One might demolish their home, deny them water – but there are also petty, sneaky and winding ways to do it within the law, as it were, that are no less cruel because they impact one’s livelihood and the ability of one’s family to survive.
One of these ways if the sequestering of vehicles. When a Jewish Israeli breaks the law he is fined. There is no way a policeman would sequester your car because you crossed a red light, even if you put the lives of others at risk. When a Palestinian commits the slightest violation, bam! The car is gone, the tractor is sequestered, the truck is removed. Moreover, even if the Palestinian has not committed any violation, the confiscation will take place because he faces armed soldiers who have not the slightest knowledge of the law (perhaps it doesn’t really occupy their creative mind) and he cannot even explain and prove his innocence because they do not speak the same language.

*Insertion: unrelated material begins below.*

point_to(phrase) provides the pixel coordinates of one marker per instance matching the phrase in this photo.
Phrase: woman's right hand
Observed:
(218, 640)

The woman-officer-commander says “I’m in charge here” and he is supposed to shut up, swallow his bile, knowing that tomorrow he will not be able to bring his children food nor his lambs water. He will not be able to deliver the fruit of his land, for woe be it if he tries to resist and stop them. “Attacking soldiers!” the Cossack will cry out.
This is what has been going on for the past week in the Palestinian Jordan Valley. In Bardala (an agricultural vehicle purchased lawfully from Israelis for whom it is too dated), in ‘Atuf (firing zone, in the heart of Area A!), in En Al Hilwa – dozens of tractors, vehicles and truck have been sequestered.
And this is what happened on Wednesday: 4 soldiers decided to confiscated two tractors that were parked within the compound of a Palestinian encampment. They were parked. Not moving, God forbid. Their license ran out two months ago because their owners cannot afford a new one. So the tractors were standing motionless in the yard. And a very old jalopy, too actually registered lawfully. The Palestinians explained, the soldiers did not understand them, and even after I translated, nothing changed for the soldiers are in charge, they are armed, strutting around with their rifles drawn, their finger on the trigger, spitting their orders over the Palestinians’ heads.
After 4 hours during which one of the Palestinians was shackled for trying to prevent his car from being towed away, deep into the night, after 20 soldiers and a more senior commander were alerted there, and after I summoned the police and had to sit on the front of the tractor in order to prevent its being taken away too, a short investigation showed there was absolutely no legal grounds for such confiscation – neither of the car nor of the tractors.
And had there been no Israeli women-activists present? The two tractors and the car would have been towed away. All the Palestinians’ protests and explanation would have fallen on deaf ears. And then the confiscation would last a month or two and the Palestinians would have to pay a steep fine (thousands of shekels) in order to release them. And who has the money to turn to an Israeli court of justice to prove there is no ground for this act, and anyway they have no chances in such a court anyway.
And thus one act of confiscation follows another, one fine after another, and a poor farmer whose entire livelihood rests on goat cheese finances the State of Israel out of the basic bread of his children. Until he finally sees the light and leaves – that is the cherished hope of occupiers.